Burberry (BRBY.L), Richemont (CFR.VX) and Swatch Group (UHR.VX) touched a one-year peak on Thursday 18 March, but expectations about the sector's recovery are still too low, Scilla Huang Sun, head of Julius Baer's luxury brands fund, told Reuters.
"Luxury valuations have not peaked yet," Huang Sun said in an interview in Zurich. "There is still a lot of potential for valuations ... I expect some earnings upgrades."
The Julius Baer luxury brands fund has around 40 million euros ($54.5 million) under management.
Investor sentiment toward the luxury goods sector was boosted this month by surprisingly good U.S. retail figures, upbeat comments from fashion executives at Milan, Paris fashion shows and data showing the watch industry was on the mend.
Swiss watch exports, one of the biggest pillars of the European luxury industry, were up for the second consecutive month in February, up 14.2 percent against last year, after a 22.3 percent slump last year which brought them to 2006 levels.
Consumers, spooked by concerns about jobs and poor economic prospects, appear to have started spending again, boosting luxury goods companies' valuations.
The average price-to-earnings ratio on current year forecasts for luxury stocks now hovers around 16 to 18 times against 10 to 13 last year.
Luxury goods stock tend to underperform indexes in downturn and outperform in upturns.

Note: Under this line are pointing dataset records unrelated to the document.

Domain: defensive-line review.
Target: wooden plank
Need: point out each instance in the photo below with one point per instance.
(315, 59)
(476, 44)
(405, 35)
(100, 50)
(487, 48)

Among watch and jewelry companies, Huang Sun said she favored Swatch, Richemont and Tiffany & Co (TIF.N) because the three companies had solid growth strategies and brands that offer value for money.
Richemont's Cartier and Tiffany benefited from having enriched their entry-level product offering, she said, while Swatch refrained from laying off staff, putting it in a strong position to benefit from the upturn.
She said Burberry, best known for its trenchcoats, appeared to be a tightly managed group with the right balance between menswear and womenswear and well-developed product categories, including perfume and accessories.
"Burberry is a lifestyle brand which means you can have many product categories in it," Huang Sun said. "Also, it is a very recognizable brand which is important for growth in emerging markets."